Jumat, 22 Februari 2013

Menulis: Sebuah Ke-akuan yang Subyektif

Melupakan sementara FM 10 saya yang entah berada dimana, menulis dapat menjadi hobi baru yang menyenangkan. Walaupun dalam kegiatan menulis saya tak membutuhkan pembaca. Tak peduli ada atau tidak ada pengunjung blog.

Ibarat naik sepeda semakin sering menulis akan ada sederet kata yang jadi waiting list di kepala, merengek untuk diketik. Saya pernah membaca suatu tulisan, ada seseorang penulis yang sakit tiga bulan lamanya, setelah sembuh dari sakitnya, ia seperti benar-benar orang yang baru belajar menulis, tak tahu harus mulai dari mana.

Dan saya pun mengalami itu. Terkadang kesibukan mengurus rumah tangga, membiarkan komputer di ruang keluarga dingin tak tersentuh. Dan ketika mulai menulis lagi, saya benar-benar bingung, kata apa yang harus saya tuangkan terlebih dahulu dalam tulisan. Jangankan sebuah paragraf, satu kalimat harus berkali-kali mati sebelum lahir, tertimpa backspace.

Ya, walaupun saya masih ingat sebuah teori menulis, tuangkan saja dulu baru diperbaiki kemudian. Tetapi tetap jari tangan saya selalu mendarat di backspace.

Memang ada banyak alasan orang untuk menulis. Ada yang sekedar menuangkan keluh kesahnya di dalam diary. Ada juga yang belajar seperti saya. Ada pula yang mencari uang. Ada pula yang menulis untuk mengobati goncangan dalam diri.

Masih ingat kan pak Habibie, buku "Habibie-Ainun" bukan ditujukan untuk menjadi best seller, tapi adalah kegiatan yang beliau lakukan untuk menyembuhkan goncangan dalam dirinya setelah kepergian istri tercintanya, Ibu, Hasri Ainun Habibie. Dokter menyarankan beliau untuk melakukan suatu kegiatan supaya goncangan dalam dirinya dapat terobati. Dan dia memilih untuk menulis.

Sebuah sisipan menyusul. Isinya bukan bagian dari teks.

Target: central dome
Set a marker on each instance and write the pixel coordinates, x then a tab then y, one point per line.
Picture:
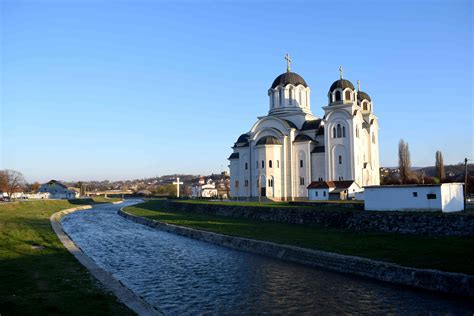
288	78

Walaupun dalam kegiatan menulis, saya bersembunyi dalam gua, malu untuk di baca orang lain. Terkadang ada juga keinginan untuk mendapatkan apresiasi dari apa yang di tulis. Saya cukup pemalu untuk menunjukkan hasil tulisan gado-gado pecel saya ke orang-orang terdekat.

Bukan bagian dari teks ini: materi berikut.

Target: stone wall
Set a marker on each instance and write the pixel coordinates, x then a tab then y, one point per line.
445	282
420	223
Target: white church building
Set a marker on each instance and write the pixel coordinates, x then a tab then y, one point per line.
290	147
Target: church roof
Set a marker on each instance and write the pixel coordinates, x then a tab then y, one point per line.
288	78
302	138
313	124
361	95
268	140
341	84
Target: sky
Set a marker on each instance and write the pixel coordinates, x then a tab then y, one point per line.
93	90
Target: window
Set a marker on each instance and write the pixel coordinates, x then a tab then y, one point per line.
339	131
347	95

Tak sekedar rupiah. Setiap proses yang dilewati tentu saja adalah bagai  tahapan belajar sepeda.  Selain itu, menulis untuk orang lain dapat menghindari ke-akuan yang subyektif yang melulu tertuang di blog.

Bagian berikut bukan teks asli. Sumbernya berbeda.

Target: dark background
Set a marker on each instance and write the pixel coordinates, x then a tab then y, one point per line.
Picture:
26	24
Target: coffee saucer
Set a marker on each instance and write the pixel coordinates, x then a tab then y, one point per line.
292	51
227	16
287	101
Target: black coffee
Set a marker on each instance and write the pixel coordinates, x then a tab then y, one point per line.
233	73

Terkadang, memang bingung mau menulis apa. Tetapi dengan banyak membaca, satu persatu ide mau juga mampir ke kepala. Ya, ternyata menulis membuat kita banyak membaca, atau sebaliknya? Banyak membaca dapat meningkatkan kemampuan menulis.

Jadi ingat pelajaran Bahasa Indonesia di sekolah. SD, SMP, SMU, semua ujian akhir selalu menyelipkan essai mengarang bebas di akhir soal. Hmm, sekarang saya pun seperti melanjutkan ujian akhir bahasa Indonesia, mengarang bebas.